On élisait dans les églises cathédrales un évêque ou un archevêque des fous, et son élection était confirmée par toutes sortes de bouffonneries qui servaient de sacre. Cet évêque officiait pontificalement, et donnait la bénédiction au peuple, devant lequel il portait la mitre, la crosse, et même la croix archiépiscopale. Dans les églises qui relevaient immédiatement du saint-siége, on élisait un pape des fous, qui officiait avec tous les ornements de la papauté.

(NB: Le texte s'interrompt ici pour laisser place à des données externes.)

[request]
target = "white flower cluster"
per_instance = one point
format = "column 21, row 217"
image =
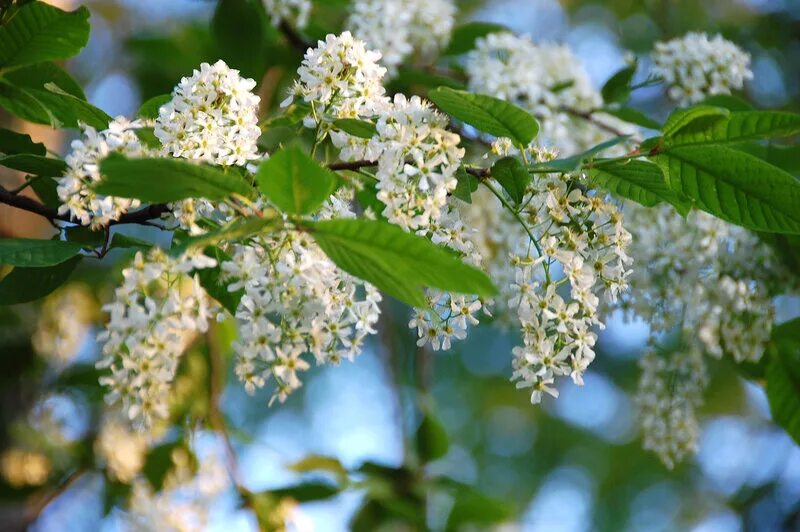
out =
column 294, row 12
column 397, row 28
column 695, row 66
column 83, row 170
column 340, row 78
column 183, row 504
column 296, row 301
column 153, row 311
column 64, row 323
column 121, row 449
column 670, row 390
column 546, row 80
column 447, row 316
column 212, row 117
column 712, row 281
column 417, row 161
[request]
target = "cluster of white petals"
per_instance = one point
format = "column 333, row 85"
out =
column 212, row 117
column 184, row 502
column 293, row 12
column 83, row 171
column 547, row 80
column 340, row 78
column 695, row 66
column 398, row 28
column 710, row 280
column 154, row 311
column 670, row 389
column 296, row 302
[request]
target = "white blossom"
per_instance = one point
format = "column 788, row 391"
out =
column 155, row 308
column 212, row 117
column 397, row 28
column 83, row 171
column 695, row 66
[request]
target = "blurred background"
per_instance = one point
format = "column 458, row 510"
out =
column 571, row 464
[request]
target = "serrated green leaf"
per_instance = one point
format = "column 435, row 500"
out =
column 466, row 185
column 295, row 182
column 512, row 176
column 12, row 143
column 399, row 263
column 355, row 127
column 618, row 87
column 783, row 377
column 40, row 32
column 149, row 109
column 29, row 284
column 212, row 280
column 36, row 253
column 34, row 164
column 159, row 180
column 464, row 36
column 633, row 116
column 640, row 181
column 735, row 186
column 739, row 126
column 681, row 118
column 487, row 113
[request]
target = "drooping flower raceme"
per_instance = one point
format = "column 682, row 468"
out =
column 695, row 66
column 711, row 281
column 155, row 308
column 294, row 12
column 296, row 302
column 397, row 28
column 83, row 170
column 340, row 78
column 212, row 117
column 670, row 390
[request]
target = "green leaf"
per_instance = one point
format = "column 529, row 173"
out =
column 467, row 184
column 739, row 126
column 36, row 253
column 431, row 438
column 305, row 492
column 474, row 507
column 399, row 263
column 618, row 88
column 34, row 164
column 295, row 182
column 633, row 116
column 464, row 37
column 149, row 109
column 47, row 190
column 728, row 101
column 12, row 143
column 355, row 127
column 488, row 114
column 735, row 186
column 29, row 284
column 640, row 181
column 212, row 280
column 165, row 180
column 39, row 32
column 783, row 377
column 513, row 176
column 574, row 163
column 681, row 118
column 239, row 28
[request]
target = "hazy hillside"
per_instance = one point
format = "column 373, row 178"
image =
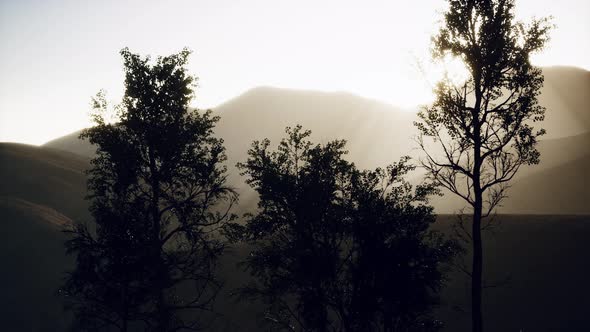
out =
column 564, row 189
column 565, row 94
column 44, row 177
column 378, row 133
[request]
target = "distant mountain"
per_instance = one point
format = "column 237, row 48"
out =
column 563, row 189
column 44, row 177
column 378, row 133
column 42, row 190
column 565, row 95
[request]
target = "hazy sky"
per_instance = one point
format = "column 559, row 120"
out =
column 55, row 55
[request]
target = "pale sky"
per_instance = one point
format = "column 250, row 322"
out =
column 55, row 55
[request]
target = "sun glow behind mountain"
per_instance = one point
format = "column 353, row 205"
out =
column 60, row 53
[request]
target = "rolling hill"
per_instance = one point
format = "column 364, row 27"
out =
column 378, row 133
column 43, row 189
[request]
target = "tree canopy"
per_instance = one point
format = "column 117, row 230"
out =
column 159, row 201
column 338, row 249
column 484, row 127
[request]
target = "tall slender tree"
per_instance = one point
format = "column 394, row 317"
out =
column 484, row 125
column 159, row 201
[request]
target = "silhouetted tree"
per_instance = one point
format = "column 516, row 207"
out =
column 393, row 269
column 159, row 200
column 336, row 249
column 483, row 125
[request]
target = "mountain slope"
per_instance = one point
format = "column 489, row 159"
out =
column 379, row 133
column 44, row 177
column 564, row 189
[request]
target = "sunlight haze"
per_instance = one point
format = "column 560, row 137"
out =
column 56, row 55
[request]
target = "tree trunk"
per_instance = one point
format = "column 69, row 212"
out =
column 476, row 277
column 161, row 310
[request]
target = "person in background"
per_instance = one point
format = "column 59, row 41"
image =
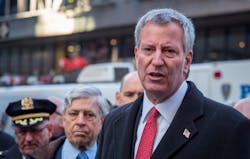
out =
column 56, row 118
column 130, row 89
column 30, row 119
column 243, row 106
column 172, row 119
column 85, row 109
column 7, row 143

Tout le clergé assistait à la messe, les uns en habit de femme, les autres vêtus en bouffons, ou masqués d’une façon grotesque et ridicule. Non contents de chanter dans le chœur des chansons licencieuses, ils mangeaient et jouaient aux dés sur l’autel, à côté du célébrant. Quand la messe était dite, ils couraient, sautaient, et dansaient dans l’église, chantant et proférant des paroles obscènes, et faisant mille postures indécentes jusqu’à se mettre presque nus ; ensuite ils se faisaient traîner par les rues dans des tombereaux pleins d’ordures pour en jeter à la populace qui s’assemblait autour d’eux. Les plus libertins d’entre les séculiers se mêlaient parmi le clergé pour jouer aussi quelque personnage de fou en habit ecclésiastique.

Cette fête se célébrait également dans les monastères de moines et de religieuses, comme le témoigne Naudé[3] dans sa plainte à Gassendi en 1645, où il raconte qu’à Antibes, dans le couvent des franciscains, les religieux prêtres, ni le gardien, n’allaient point au chœur le jour des Innocents. Les frères lais y occupaient leurs places ce jour-là, et faisaient une manière d’office, revêtus d’ornements sacerdotaux déchirés et tournés à l’envers. Ils tenaient des livres à rebours, faisant semblant de lire avec des lunettes qui avaient de l’écorce d’orange pour verres, et marmottaient des mots confus, ou poussaient des cris avec des contorsions extravagantes.

Dans le second registre de l’église d’Autun du secrétaire Rotarii, qui finit en 1416, il est dit, sans spécifier le jour, qu’à la fête des fous on conduisait un âne auquel on mettait une chape sur le dos, et l’on chantait : « Hé, sir âne, hé, hé ! »

Ducange rapporte une sentence de l’officialité de Viviers contre un certain Guillaume, qui, ayant été élu évoque fou en 1406, avait refusé de faire les solennités et les frais accoutumés en pareille occasion.

Enfin les registres de Saint-Étienne de Dijon, en 1521, font foi, sans dire le jour, que les vicaires couraient par les rues avec fifres, tambours et autres instruments, et portaient des lanternes devant le préchantre des fous, à qui l’honneur de la fête appartenait principalement. Mais le parlement de cette ville, par un arrêt du 19 janvier 1552, défendit la célébration de cette fête, déjà condamnée par quelques conciles, et surtout par une lettre circulaire du 12 mars 1444, envoyée à tout le clergé du royaume par l’Université de Paris. Cette lettre, qui se trouve à la suite des ouvrages de Pierre de Blois, porte que cette fête paraissait aux yeux du clergé si bien pensée et si chrétienne que l’on regardait comme excommuniés ceux qui voulaient la supprimer ; et le docteur de Sorbonne Jean Deslyons, dans son Discours contre le paganisme du roi-boit, nous apprend qu’un docteur en théologie soutint publiquement à Auxerre, sur la fin du xve siècle, que « la fête des fous n’était pas moins approuvée de Dieu que la fête de la conception immaculée de la Vierge, outre qu’elle était d’une tout autre ancienneté dans l’Église ».


  1. Chapitre i, v. 3. (Note de Voltaire.)
  2. Voyez l’article Âne.
  3. M. La Roque nomme l’auteur Mathurin de Neuré. Voyez le Mercure de septembre 1738, pages 1955 et suivantes. (Note de Voltaire.)